Empresa’s Benton Field project is an example of an older vertical field that is now economic using modern drilling and completion technology, he notes. Discovered in 1945 and exploited vertically for decades, the Benton Field seemed ideal to test their ideas. Empresa acquired a position—which it has since expanded to 30,000 net acres across the region—and began drilling in 2017.

The Wyche 18-7H No. 1, with a vertical depth of 9,200 feet and a short 4,800-foot lateral, came in making 500 bbl/d of oil and 3 MMcf/d of rich gas from the Taylor sand. A downdip well, the Armistead 14-19H No. 1, produced 1,500 bbl/d of oil and 10 MMcf/d of from a 7,200-foot lateral.

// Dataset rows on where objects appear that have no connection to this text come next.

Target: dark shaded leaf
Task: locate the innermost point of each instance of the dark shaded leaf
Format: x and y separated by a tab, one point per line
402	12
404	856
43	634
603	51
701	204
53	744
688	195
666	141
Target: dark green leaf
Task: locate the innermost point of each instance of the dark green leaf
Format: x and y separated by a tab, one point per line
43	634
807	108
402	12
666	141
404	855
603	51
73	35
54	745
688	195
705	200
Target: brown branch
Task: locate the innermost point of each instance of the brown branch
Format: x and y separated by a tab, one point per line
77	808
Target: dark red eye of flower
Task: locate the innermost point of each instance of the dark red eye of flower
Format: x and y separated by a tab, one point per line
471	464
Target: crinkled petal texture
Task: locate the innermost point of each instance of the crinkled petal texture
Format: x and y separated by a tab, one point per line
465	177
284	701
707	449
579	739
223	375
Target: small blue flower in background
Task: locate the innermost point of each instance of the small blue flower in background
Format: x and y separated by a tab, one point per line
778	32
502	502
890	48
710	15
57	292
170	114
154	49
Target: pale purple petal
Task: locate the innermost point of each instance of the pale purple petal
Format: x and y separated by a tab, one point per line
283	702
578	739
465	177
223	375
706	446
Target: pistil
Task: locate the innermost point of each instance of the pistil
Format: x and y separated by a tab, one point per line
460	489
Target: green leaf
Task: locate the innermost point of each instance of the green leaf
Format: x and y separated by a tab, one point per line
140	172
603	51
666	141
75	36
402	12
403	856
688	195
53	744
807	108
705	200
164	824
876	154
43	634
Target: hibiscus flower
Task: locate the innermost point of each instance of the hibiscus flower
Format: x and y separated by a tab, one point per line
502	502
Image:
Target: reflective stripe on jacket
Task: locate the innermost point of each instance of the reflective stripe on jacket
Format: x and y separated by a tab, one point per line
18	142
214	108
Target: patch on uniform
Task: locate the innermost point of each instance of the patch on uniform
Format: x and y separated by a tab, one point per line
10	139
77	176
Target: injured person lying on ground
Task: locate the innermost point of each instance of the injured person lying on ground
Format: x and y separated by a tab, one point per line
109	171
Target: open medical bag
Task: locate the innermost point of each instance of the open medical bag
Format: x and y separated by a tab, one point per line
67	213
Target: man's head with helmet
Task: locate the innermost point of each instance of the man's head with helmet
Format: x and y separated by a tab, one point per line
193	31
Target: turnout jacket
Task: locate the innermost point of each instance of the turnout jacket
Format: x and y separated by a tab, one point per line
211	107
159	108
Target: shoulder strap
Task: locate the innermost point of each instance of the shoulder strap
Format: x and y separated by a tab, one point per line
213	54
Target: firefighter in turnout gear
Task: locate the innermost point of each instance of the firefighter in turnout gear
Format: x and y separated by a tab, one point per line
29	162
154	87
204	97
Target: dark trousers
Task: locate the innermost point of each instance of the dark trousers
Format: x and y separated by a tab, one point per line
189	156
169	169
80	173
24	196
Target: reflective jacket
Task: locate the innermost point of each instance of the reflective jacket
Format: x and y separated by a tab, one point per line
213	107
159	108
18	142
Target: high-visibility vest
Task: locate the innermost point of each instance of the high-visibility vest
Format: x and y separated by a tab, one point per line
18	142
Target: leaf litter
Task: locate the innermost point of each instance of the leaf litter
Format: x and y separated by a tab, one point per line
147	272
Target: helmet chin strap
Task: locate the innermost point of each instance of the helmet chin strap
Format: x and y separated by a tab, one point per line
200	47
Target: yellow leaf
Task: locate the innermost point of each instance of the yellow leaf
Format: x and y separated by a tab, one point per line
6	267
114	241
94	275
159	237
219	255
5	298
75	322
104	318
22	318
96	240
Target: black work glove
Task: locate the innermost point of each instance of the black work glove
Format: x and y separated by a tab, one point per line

While the Lower Cotton Valley sequences are the primary targets, Bowering says Empresa also has successfully tested two additional sections in the Middle Cotton Valley, with more target sands to come. The Davis and Justiss sands have proven to be more oil-prone along with the same four-plus gpm rich associated gas, Bowering says.

The rich gas stream provides three additional revenue sources (natural gas liquids, condensate and residue gas) to the crude income. This provides a hedge when gas or crude prices are low, Bowering points out. There is also significant carbon capture and storage potential in the Bodcaw and Cotton Valley D reservoirs. These are the thick and very porous benches discovered in the 1940s that naturally flowed hundreds of barrels of oil a day from vertical wells.

With a one-rig program, Empresa has drilled seven-eight wells annually over the past couple years, according to Bowering. Each well takes about 45 days to drill, primarily because of the hard and abrasive sand. Empresa’s technical staff works closely together to optimize wellbore placement for maximum recovery from the stacked pays.

For the primary deeper Taylor target, Empresa generally lands in a lower clean sand section and then finds sweet spots that maximizes drill bit life. With a robust frac barrier at the bottom, the hybrid frac fluids, proppant and pump rates are designed for a limited frac height while placing relatively high sand concentrations, he says. A typical frac job consists of 225,000 pounds of 40/70-mesh white sand pumped at 65 bbl/minute for each 200-foot stage, tailed in with 25,000 pounds of 40/70-mesh resin-coated proppant at 5.0 pounds/gallon.

Further industry improvements in areas such as frac plugs, pressure control, and coiled tubing bottom hole assemblies have added significant additional value by reducing the number of days between frac operations and first sales, Bowering concludes.